E falando em profetas…
Um de nossos leitores, o Discípulo de Mestre, nos lembrou de alguém que esquecemos desde o começo deste blog: o maior profeta que o Brasil já viu, desde as Diretas Já. O grande líder das massas e cervejas. O grande homo-nove-dedus e presidente de nossa república-pátria-amada-Brasil, Lulinha da Silva!
Tentaremos ao máximo acompanhar os sempre inteligentíssimos discursos de nosso digníssimo presidente - apesar de que, como ele não investe em bolsa (ao contrário do que diz seu Imposto de Renda), não vai ser possível colocá-lo exatamente no hall dos profetas.

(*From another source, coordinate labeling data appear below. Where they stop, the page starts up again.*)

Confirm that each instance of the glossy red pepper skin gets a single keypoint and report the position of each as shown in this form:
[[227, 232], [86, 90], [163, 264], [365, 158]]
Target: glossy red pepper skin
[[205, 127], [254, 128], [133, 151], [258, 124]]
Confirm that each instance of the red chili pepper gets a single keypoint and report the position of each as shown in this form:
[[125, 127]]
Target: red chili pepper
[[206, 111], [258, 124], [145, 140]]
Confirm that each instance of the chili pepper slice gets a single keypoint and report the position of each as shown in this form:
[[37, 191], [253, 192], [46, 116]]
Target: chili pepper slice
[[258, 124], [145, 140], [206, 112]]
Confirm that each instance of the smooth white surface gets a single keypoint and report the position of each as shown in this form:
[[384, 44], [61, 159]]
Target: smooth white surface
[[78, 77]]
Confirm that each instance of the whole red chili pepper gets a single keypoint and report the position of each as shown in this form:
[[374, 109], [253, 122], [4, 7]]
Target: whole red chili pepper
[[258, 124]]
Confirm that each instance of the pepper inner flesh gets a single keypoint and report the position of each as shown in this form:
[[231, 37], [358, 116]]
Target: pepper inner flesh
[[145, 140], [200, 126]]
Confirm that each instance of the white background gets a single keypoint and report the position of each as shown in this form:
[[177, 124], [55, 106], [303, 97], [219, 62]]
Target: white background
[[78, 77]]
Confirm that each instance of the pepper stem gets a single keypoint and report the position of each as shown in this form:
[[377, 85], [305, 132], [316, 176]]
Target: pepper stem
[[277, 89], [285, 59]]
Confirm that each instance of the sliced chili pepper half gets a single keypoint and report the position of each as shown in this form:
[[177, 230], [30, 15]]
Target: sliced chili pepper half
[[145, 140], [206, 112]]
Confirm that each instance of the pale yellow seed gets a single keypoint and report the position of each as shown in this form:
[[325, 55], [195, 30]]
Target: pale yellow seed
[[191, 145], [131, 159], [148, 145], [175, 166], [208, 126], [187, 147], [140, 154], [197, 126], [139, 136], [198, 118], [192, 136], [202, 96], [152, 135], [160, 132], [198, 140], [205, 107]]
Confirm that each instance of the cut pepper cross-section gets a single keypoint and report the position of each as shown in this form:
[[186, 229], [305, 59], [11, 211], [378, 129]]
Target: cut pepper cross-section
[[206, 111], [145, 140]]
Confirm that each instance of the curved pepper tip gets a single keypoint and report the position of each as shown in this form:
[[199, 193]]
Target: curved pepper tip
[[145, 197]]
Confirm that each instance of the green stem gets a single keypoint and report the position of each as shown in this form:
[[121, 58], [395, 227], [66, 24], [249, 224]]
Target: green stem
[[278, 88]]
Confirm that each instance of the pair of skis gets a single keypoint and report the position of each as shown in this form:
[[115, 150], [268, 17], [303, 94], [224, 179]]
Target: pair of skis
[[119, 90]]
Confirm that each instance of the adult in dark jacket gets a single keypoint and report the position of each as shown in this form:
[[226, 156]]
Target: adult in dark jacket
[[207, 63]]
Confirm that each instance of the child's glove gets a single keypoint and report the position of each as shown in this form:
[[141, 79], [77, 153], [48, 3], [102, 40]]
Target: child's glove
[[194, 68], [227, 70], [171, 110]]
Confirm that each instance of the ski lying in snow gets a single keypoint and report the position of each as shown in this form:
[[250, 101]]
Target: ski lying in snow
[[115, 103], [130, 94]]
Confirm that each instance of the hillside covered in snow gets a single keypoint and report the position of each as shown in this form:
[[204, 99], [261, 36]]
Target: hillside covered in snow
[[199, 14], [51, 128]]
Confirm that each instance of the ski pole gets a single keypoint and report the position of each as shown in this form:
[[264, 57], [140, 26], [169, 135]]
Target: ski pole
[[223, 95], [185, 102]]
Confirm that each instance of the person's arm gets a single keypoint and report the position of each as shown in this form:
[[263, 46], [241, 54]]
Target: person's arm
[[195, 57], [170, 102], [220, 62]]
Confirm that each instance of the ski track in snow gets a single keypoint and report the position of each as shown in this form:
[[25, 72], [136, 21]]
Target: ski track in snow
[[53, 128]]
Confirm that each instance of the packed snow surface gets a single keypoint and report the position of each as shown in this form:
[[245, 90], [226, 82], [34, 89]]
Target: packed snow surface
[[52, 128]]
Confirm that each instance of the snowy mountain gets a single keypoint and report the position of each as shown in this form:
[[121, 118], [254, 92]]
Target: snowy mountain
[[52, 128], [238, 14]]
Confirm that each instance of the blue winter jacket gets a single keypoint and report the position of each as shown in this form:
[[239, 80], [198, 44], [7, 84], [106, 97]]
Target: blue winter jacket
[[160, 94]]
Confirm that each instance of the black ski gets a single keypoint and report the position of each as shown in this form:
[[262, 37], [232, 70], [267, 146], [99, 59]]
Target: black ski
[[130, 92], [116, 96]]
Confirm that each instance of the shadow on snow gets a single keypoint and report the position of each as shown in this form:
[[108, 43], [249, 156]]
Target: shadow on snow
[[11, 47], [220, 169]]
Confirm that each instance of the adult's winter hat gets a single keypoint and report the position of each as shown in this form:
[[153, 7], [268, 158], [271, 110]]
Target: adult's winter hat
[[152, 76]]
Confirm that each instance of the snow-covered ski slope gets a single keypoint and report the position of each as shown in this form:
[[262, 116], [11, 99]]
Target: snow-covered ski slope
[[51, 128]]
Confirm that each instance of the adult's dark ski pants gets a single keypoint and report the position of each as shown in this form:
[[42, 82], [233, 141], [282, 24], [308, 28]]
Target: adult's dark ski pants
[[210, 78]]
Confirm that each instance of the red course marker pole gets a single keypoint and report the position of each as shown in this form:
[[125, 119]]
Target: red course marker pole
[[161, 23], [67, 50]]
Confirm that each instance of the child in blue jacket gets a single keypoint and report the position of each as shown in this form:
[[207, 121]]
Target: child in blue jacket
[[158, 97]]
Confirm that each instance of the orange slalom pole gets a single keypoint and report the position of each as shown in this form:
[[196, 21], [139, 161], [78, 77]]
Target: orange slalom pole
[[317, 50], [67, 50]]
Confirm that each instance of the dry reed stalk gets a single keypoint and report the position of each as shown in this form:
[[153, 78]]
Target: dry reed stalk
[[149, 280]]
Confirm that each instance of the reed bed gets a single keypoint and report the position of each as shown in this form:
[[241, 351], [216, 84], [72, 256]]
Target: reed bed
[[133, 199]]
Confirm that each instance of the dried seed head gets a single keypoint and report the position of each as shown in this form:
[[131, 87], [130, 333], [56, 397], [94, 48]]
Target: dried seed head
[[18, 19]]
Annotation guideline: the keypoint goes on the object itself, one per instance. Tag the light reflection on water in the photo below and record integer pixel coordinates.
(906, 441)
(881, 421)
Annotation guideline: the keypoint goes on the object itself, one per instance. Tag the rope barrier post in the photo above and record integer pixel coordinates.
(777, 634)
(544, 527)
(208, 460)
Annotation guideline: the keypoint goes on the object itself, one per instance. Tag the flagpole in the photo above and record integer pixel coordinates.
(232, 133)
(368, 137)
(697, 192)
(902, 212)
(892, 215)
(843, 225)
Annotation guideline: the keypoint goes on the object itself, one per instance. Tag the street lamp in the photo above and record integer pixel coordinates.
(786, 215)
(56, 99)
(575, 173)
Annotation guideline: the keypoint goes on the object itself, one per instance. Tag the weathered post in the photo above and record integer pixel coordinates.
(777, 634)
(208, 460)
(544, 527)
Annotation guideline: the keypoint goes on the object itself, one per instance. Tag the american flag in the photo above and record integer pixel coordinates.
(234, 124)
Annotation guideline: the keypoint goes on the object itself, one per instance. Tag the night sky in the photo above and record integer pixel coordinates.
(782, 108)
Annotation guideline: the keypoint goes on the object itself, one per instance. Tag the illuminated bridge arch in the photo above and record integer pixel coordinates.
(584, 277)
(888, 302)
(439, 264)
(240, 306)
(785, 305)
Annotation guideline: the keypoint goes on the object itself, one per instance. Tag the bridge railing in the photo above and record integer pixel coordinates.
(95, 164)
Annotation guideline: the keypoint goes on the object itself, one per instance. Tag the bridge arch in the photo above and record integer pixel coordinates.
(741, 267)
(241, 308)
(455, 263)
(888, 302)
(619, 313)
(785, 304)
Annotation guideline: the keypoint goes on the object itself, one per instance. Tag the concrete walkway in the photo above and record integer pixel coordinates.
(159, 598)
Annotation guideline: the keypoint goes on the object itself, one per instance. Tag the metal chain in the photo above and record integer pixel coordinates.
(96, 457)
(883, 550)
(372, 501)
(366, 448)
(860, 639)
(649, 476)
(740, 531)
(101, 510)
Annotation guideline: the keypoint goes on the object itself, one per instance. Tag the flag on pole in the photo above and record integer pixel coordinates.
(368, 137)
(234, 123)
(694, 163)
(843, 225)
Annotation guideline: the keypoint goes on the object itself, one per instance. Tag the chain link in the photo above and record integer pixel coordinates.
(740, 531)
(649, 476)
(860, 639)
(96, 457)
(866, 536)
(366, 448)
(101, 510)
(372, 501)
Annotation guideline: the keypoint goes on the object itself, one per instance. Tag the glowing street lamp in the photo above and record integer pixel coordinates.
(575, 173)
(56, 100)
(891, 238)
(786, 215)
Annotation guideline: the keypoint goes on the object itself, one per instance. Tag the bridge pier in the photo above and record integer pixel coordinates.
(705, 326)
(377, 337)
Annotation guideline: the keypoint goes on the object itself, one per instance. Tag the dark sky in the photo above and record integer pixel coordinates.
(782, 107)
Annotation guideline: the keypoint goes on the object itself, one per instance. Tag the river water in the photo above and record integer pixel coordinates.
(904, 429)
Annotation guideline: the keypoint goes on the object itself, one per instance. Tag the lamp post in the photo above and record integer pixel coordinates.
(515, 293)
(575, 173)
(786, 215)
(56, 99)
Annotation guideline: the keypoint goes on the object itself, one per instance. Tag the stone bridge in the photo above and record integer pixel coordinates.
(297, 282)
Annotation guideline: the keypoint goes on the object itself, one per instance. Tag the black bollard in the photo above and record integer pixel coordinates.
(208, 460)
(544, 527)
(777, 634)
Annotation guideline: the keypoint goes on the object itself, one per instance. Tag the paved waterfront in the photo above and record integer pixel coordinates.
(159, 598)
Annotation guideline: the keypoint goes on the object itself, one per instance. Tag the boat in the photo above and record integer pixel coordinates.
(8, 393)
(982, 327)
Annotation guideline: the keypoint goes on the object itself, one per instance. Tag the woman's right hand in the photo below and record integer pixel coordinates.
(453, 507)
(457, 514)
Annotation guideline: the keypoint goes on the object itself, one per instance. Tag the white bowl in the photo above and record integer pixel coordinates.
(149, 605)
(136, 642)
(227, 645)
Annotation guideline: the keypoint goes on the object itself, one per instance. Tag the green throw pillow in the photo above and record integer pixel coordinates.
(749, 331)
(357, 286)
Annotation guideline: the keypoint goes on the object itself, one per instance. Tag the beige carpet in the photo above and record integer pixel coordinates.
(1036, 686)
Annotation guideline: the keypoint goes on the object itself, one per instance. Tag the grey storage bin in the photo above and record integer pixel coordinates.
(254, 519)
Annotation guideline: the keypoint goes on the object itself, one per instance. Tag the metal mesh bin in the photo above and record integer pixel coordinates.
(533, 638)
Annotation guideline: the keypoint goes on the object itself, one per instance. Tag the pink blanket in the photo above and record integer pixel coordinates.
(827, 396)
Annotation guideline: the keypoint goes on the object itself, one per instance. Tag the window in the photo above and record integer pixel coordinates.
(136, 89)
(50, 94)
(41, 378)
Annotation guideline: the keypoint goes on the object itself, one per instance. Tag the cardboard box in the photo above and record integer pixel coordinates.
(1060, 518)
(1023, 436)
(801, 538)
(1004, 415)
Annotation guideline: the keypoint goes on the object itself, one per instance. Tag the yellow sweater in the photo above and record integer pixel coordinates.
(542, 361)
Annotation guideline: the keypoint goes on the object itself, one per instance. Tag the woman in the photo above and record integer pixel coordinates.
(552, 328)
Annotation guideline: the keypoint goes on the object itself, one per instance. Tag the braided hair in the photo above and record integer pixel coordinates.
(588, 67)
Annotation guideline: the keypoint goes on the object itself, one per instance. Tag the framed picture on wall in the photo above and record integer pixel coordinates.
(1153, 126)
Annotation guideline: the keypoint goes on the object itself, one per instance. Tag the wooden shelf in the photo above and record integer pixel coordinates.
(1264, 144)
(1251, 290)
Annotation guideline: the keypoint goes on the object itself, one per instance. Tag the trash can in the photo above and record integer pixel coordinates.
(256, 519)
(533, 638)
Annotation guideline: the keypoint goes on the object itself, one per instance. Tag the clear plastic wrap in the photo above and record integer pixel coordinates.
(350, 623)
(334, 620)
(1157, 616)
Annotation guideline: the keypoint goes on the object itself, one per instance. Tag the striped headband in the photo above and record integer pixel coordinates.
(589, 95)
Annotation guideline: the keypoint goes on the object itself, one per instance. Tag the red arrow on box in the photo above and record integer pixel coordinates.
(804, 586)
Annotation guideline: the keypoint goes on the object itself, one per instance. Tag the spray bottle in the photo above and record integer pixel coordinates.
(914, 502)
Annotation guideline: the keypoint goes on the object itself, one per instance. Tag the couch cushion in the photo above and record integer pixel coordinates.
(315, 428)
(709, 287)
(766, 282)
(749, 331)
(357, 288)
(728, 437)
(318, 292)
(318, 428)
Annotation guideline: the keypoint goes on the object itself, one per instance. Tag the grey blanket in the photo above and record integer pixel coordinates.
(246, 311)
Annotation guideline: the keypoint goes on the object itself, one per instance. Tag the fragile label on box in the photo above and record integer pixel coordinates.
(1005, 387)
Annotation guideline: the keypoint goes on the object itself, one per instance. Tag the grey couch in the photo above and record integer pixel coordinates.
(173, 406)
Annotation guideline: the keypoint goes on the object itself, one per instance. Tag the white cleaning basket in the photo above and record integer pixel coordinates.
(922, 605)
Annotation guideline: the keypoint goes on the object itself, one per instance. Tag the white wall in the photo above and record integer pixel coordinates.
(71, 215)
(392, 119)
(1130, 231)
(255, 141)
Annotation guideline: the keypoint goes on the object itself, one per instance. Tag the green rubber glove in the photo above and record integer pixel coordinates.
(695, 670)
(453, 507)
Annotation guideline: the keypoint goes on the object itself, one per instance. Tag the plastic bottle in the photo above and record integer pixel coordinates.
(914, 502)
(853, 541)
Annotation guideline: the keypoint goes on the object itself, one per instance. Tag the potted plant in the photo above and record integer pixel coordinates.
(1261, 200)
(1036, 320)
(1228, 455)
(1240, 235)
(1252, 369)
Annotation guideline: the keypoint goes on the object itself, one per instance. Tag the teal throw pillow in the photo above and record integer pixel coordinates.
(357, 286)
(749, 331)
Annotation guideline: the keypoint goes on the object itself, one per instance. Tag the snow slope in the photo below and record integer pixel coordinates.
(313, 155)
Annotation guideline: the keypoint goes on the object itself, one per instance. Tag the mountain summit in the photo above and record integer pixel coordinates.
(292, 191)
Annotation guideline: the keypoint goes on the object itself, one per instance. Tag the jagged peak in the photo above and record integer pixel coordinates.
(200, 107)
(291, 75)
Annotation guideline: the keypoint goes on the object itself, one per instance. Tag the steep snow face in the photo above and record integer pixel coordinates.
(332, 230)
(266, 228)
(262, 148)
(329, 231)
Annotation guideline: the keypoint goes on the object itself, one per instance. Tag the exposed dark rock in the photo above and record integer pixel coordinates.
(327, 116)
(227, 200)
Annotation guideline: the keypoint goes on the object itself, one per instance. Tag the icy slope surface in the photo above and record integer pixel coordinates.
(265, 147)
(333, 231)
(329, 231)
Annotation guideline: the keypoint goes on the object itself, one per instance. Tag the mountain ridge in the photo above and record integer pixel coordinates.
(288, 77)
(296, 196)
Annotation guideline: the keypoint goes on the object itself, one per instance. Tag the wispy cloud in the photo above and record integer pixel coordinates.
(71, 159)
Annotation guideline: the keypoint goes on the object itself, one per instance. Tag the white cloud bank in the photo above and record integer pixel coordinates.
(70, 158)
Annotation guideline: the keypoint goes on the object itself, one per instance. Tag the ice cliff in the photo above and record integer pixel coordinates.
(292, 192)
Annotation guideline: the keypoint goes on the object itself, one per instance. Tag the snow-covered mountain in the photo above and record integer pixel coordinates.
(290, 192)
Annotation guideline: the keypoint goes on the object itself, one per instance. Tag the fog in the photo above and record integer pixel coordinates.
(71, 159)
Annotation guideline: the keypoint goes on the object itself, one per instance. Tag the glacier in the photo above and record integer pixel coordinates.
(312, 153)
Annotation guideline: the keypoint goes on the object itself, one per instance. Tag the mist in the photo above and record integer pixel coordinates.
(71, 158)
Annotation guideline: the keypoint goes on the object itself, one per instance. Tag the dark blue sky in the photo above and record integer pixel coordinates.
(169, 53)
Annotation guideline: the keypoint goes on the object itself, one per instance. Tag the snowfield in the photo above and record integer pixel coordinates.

Com a palavra, o Discípulo de Mestre:
O presidente Luiz Inácio Lula da Silva voltou a criticar, nesta quinta-feira, os bancos nacionais que não têm mantido a oferta de crédito em níveis normais. Segundo ele, o governo federal já fez sua parte ao alterar as regras dos depósitos compulsórios.
O depósito compulsório obriga que as instituições financeiras recolham junto ao Banco Central parte do dinheiro depositado pelos seus clientes. Com isso, os bancos ficam com menos dinheiro para emprestar e fazer outras operações. Nas últimas semanas, o governo alterou vários pontos dessa regra para liberar mais dinheiros às instituições financeiras.
“Os bancos têm responsabilidade concreta [pela falta de liquidez] porque não há nenhuma razão para que parem nenhuma política de financiamento. Da parte do governo, nós estamos liberando compulsório para fazerem os empréstimos e financiamentos”, disse Lula. No início do mês, o presidente já havia dito que caso o dinheiro não voltasse a circular, seria tomado de volta pelo governo.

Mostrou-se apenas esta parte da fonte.